Hundreds in PREMA without power after ice and wind damage
The Panhandle Rural Electric Membership Association hopes to have customers' power restored by Friday. Hundreds of meters are not getting electricity in the northwestern part of the state after ice and wind caused extensive utility damage.
Panhandle Rural Electric Membership Association General Manager Ryan Reiber says the number of meters without power in PREMA's district is in the hundreds.
Some service was restored Monday morning north of Scottsbluff.
Friday into Saturday a building of ice began, followed by high winds which, according to Reiber, created galloping lines and wind resistance on the lines, leading to a "cascading effect," and damage to the poles and lines.
He says the current estimate is 110 poles down. He said they are patrolling the area by plane because the biggest problem they've been facing is accessibility to assess damage, let alone fix problems.
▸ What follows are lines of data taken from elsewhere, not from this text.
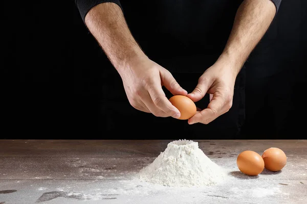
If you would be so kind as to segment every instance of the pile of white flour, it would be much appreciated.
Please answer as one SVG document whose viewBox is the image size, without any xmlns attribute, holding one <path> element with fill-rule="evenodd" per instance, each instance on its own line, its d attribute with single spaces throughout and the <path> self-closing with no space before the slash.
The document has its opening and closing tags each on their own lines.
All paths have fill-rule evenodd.
<svg viewBox="0 0 307 204">
<path fill-rule="evenodd" d="M 143 181 L 170 187 L 214 185 L 226 175 L 226 171 L 199 148 L 198 142 L 186 140 L 168 143 L 139 173 Z"/>
</svg>

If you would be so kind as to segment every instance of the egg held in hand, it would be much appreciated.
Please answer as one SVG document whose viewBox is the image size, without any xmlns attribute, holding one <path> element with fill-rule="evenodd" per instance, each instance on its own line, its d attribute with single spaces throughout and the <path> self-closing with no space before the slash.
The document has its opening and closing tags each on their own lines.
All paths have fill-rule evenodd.
<svg viewBox="0 0 307 204">
<path fill-rule="evenodd" d="M 271 171 L 281 170 L 287 163 L 287 156 L 281 149 L 271 147 L 266 150 L 262 155 L 265 168 Z"/>
<path fill-rule="evenodd" d="M 184 95 L 177 95 L 169 98 L 173 106 L 180 112 L 180 120 L 187 120 L 196 114 L 196 106 L 190 98 Z"/>
<path fill-rule="evenodd" d="M 262 172 L 265 162 L 258 153 L 250 150 L 242 152 L 237 158 L 239 170 L 248 175 L 257 175 Z"/>
</svg>

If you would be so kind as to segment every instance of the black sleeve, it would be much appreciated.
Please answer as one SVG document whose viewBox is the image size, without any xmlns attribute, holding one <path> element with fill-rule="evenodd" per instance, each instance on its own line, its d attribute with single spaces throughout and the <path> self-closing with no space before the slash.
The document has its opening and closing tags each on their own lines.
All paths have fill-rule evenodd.
<svg viewBox="0 0 307 204">
<path fill-rule="evenodd" d="M 276 7 L 276 13 L 278 11 L 278 9 L 279 8 L 279 5 L 280 5 L 280 3 L 281 2 L 281 0 L 271 0 L 273 2 L 274 4 L 275 5 Z"/>
<path fill-rule="evenodd" d="M 83 21 L 85 18 L 85 16 L 91 9 L 98 4 L 106 2 L 111 2 L 116 4 L 119 6 L 122 10 L 119 0 L 75 0 L 77 8 L 78 8 L 78 9 L 79 10 L 80 15 L 81 15 L 81 17 Z"/>
</svg>

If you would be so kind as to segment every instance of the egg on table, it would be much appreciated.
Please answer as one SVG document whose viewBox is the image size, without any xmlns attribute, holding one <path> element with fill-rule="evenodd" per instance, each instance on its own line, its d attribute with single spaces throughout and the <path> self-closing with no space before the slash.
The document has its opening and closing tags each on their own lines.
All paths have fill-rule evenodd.
<svg viewBox="0 0 307 204">
<path fill-rule="evenodd" d="M 181 116 L 178 119 L 187 120 L 195 114 L 196 105 L 190 98 L 181 95 L 177 95 L 169 98 L 173 106 L 180 112 Z"/>
<path fill-rule="evenodd" d="M 262 155 L 265 168 L 271 171 L 281 170 L 287 163 L 287 156 L 281 149 L 271 147 L 266 150 Z"/>
<path fill-rule="evenodd" d="M 239 170 L 248 175 L 257 175 L 265 168 L 265 162 L 262 157 L 253 151 L 246 150 L 240 153 L 236 163 Z"/>
</svg>

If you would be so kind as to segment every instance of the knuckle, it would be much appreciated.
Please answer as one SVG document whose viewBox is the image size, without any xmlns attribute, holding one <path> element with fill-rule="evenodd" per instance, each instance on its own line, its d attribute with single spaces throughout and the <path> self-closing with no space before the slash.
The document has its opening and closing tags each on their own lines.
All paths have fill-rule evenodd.
<svg viewBox="0 0 307 204">
<path fill-rule="evenodd" d="M 204 124 L 209 124 L 210 122 L 211 122 L 211 120 L 210 118 L 205 119 L 203 120 L 203 123 Z"/>
<path fill-rule="evenodd" d="M 171 87 L 177 87 L 179 86 L 179 84 L 177 83 L 177 82 L 175 80 L 173 80 L 173 81 L 172 81 L 170 82 L 170 86 Z"/>
<path fill-rule="evenodd" d="M 199 92 L 200 94 L 201 94 L 202 95 L 203 95 L 204 94 L 204 92 L 203 92 L 203 91 L 202 91 L 202 90 L 198 87 L 196 87 L 194 89 L 194 91 Z"/>
<path fill-rule="evenodd" d="M 141 96 L 142 95 L 142 93 L 143 92 L 143 89 L 140 87 L 138 88 L 135 92 L 135 95 L 137 96 Z"/>
<path fill-rule="evenodd" d="M 142 79 L 141 81 L 141 85 L 142 87 L 150 87 L 151 84 L 151 81 L 150 78 L 145 78 Z"/>
<path fill-rule="evenodd" d="M 164 117 L 163 113 L 161 111 L 152 111 L 151 112 L 151 113 L 156 117 Z"/>
<path fill-rule="evenodd" d="M 228 94 L 225 96 L 225 101 L 227 103 L 231 103 L 232 101 L 232 96 L 231 96 L 231 95 L 230 95 Z"/>
<path fill-rule="evenodd" d="M 139 104 L 135 100 L 130 101 L 130 105 L 136 109 L 139 110 L 140 108 Z"/>
<path fill-rule="evenodd" d="M 161 97 L 156 97 L 152 100 L 154 104 L 158 107 L 160 106 L 163 103 L 162 99 Z"/>
<path fill-rule="evenodd" d="M 212 115 L 214 116 L 216 116 L 218 113 L 218 112 L 215 109 L 211 109 L 212 112 Z"/>
<path fill-rule="evenodd" d="M 198 82 L 199 83 L 204 83 L 204 82 L 206 82 L 206 81 L 207 81 L 207 78 L 205 76 L 202 75 L 202 76 L 201 76 L 201 77 L 199 78 Z"/>
<path fill-rule="evenodd" d="M 230 109 L 232 107 L 232 103 L 231 101 L 227 103 L 225 107 L 227 110 L 229 110 L 229 109 Z"/>
</svg>

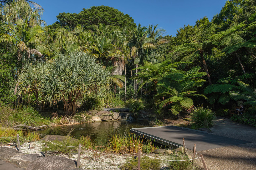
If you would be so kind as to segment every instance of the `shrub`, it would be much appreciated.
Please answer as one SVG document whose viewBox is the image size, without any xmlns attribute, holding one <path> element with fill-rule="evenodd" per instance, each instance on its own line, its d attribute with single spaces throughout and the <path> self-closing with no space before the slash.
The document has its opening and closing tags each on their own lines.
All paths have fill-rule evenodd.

Getting a pickup to the sites is not as big of a problem as is getting big units out to dig and set poles.
And very concerning for PREMA is the 2-way communication tower that went down in the storm. Reiber said ice and wind took down all but 100 feet of the tower. He called it the "Heart of the 2-way communication in the Sandhills for the units out in the field."
And Reiber said, "We've been fortunate that everyone has been fairly understanding (customers). I thank them for that. Help from several of our customers, too; from helicopter use to flying lines to help us out. And the counties are helping us to open roads. It's just going to take time."
PREMA has commitment from Northwest Rural Public Power District and Roosevelt Public Power to send help as soon as possible. "As soon as they can release their folks," said Reiber, "they will come help us out."
PREMA provides power to 7500 square miles, with 3700 miles of powerlines in the Sandhills, and all or part of several counties including Grant, Arthur, Cherry, Garden and Sheridan.